When you execute a GROUP BY over a join view, Denodo may be able to push down the GROUP BY under the join view if these conditions are met:

  1. The data of each branch of the join is obtained from different sources.
  2. There is an association established between the two joined views. This association has to be a referential constraint and the condition mapping of the association is an “equals condition” between the fields of the primary key of one view and the fields of the foreign key of the other view.

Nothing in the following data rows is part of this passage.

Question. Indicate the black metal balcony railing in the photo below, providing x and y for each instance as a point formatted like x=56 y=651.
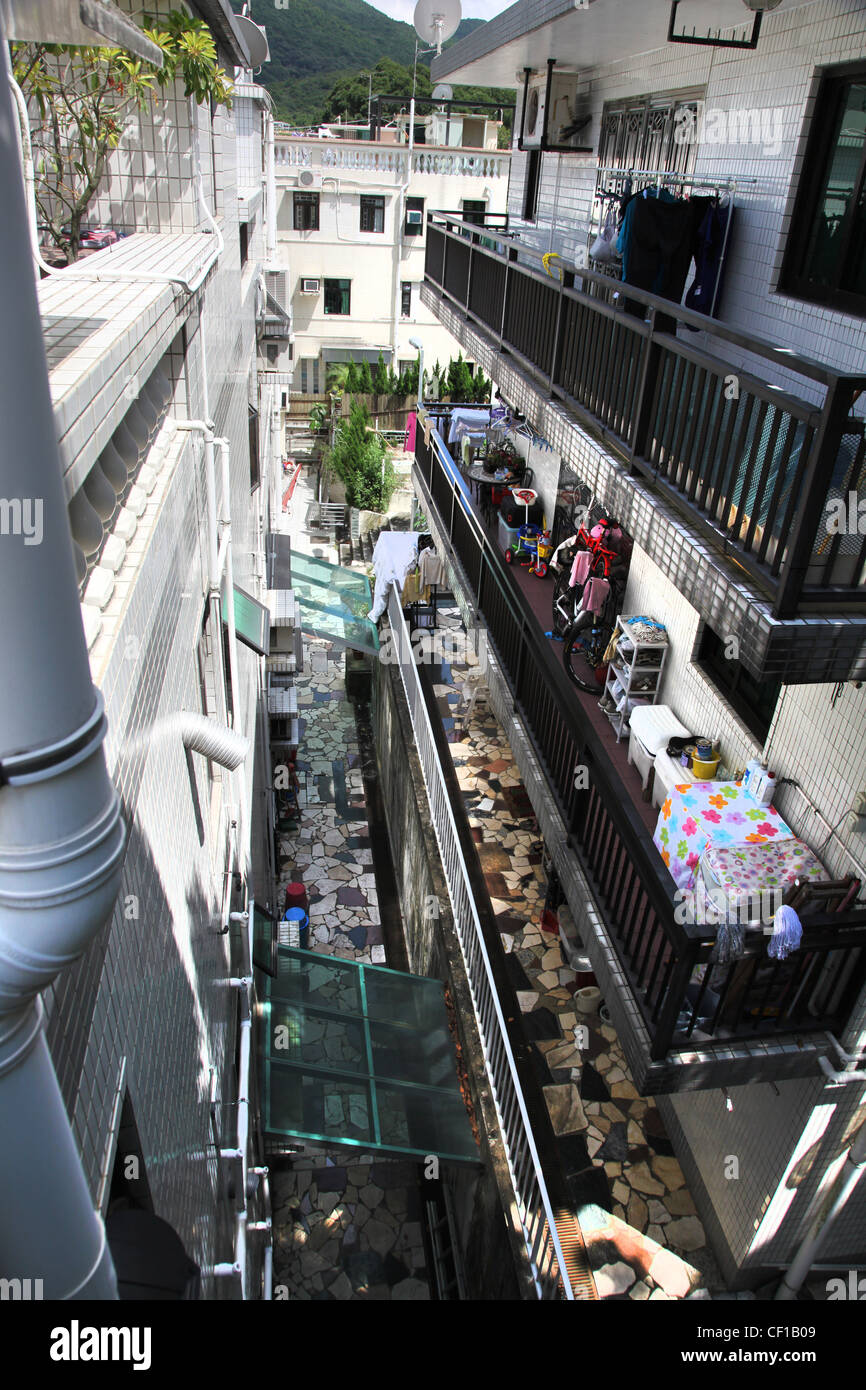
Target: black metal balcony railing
x=660 y=955
x=751 y=466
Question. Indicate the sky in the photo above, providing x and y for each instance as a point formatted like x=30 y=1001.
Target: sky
x=471 y=9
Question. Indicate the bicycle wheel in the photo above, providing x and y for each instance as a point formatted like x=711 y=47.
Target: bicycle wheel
x=584 y=651
x=563 y=603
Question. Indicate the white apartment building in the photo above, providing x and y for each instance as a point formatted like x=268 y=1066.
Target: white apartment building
x=776 y=134
x=337 y=196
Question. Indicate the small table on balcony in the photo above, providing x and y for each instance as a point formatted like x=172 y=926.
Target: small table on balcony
x=484 y=484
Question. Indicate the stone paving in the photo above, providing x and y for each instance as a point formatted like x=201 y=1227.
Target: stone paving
x=615 y=1148
x=349 y=1229
x=346 y=1223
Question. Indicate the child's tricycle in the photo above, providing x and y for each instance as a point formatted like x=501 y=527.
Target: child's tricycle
x=531 y=544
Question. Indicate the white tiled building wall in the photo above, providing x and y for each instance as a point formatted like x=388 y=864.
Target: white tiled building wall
x=780 y=78
x=150 y=988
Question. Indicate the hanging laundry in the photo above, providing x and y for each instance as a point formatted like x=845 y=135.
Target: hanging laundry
x=711 y=255
x=787 y=934
x=660 y=250
x=430 y=567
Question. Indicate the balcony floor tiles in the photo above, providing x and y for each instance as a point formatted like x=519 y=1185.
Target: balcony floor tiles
x=615 y=1150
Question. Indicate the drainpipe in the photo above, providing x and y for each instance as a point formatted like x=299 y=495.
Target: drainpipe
x=232 y=630
x=271 y=188
x=824 y=1214
x=61 y=836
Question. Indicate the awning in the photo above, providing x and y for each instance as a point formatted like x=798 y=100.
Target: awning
x=357 y=353
x=252 y=622
x=360 y=1055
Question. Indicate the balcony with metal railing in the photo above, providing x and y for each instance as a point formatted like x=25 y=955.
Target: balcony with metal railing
x=391 y=163
x=685 y=1022
x=754 y=466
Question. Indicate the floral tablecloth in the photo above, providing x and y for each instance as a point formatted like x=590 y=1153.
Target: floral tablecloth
x=722 y=813
x=758 y=868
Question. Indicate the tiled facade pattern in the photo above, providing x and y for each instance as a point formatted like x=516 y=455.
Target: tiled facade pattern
x=730 y=1208
x=779 y=77
x=149 y=1002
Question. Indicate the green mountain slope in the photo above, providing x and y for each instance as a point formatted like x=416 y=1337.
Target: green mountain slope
x=317 y=42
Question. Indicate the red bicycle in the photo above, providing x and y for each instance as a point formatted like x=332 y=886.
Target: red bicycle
x=606 y=563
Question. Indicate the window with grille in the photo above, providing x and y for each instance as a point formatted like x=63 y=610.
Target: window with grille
x=474 y=210
x=826 y=249
x=648 y=134
x=338 y=296
x=373 y=214
x=305 y=211
x=414 y=228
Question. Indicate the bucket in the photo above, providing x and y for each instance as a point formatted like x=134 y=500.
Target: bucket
x=705 y=769
x=588 y=998
x=299 y=916
x=296 y=897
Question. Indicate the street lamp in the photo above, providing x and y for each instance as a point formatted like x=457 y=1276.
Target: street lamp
x=419 y=346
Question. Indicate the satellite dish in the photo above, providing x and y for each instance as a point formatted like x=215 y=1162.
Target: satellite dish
x=255 y=39
x=437 y=20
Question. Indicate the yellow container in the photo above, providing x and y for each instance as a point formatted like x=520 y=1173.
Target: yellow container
x=705 y=772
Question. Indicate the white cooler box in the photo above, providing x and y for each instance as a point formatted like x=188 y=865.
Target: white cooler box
x=651 y=730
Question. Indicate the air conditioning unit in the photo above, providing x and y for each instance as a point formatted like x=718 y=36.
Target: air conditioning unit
x=534 y=118
x=569 y=114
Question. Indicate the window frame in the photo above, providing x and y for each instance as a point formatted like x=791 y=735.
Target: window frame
x=344 y=288
x=531 y=184
x=413 y=205
x=819 y=148
x=303 y=199
x=376 y=203
x=727 y=676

If these conditions are met, a query like this one:

SELECT p.id, p.name, s.date, SUM(amount)
FROM
    product AS p
INNER JOIN
    sale AS s
ON (p.id = s.product_id)
GROUP BY p.id, p.name, s.date

Will be transformed into this one:

SELECT p.id, p.name, sg.date
FROM
(
    SELECT s.product_id, s.date, SUM(amount) amount
    FROM sale AS s
    GROUP BY s.product_id, s.date) sg
INNER JOIN
    product AS p
ON (p.id = sg.product_id)
)

You can see that the GROUP BY is pushed down below the JOIN. This will allow to push down the GROUP BY operation to the database. This transformation will usually result in a huge reduction in the number of rows that Denodo has to retrieve from the sales view.

To be able to apply this transformation, first you have to create an association between the views sale and product with this configuration:

  • Map the fields sale.product_id with product.product_id.
  • Mark the association as a “Referential constraint” to indicate that there is primary key-foreign key relationship between these views.
  • Mark the end point product as “Principal” (making the sales endpoint as “Dependent”)
  • Set the multiplicity of the sale end point to *, which means that for each product, there are zero, one, or more rows on the sale view with the product_id of that product.

This transformation is specially tailored to business intelligence scenarios where there are usually very big facts tables joined with relatively small dimensions tables.

Important

Virtual DataPort does not enforce referential integrity of the data. That is, that Virtual DataPort does not enforce that each row of the dependent view has a match in the principal view of the association. It is the responsibility of the source to keep this integrity and of the user to define the associations correctly.

If the associations are defined incorrectly, the optimizer could apply the optimization described in this section when it should not be applied.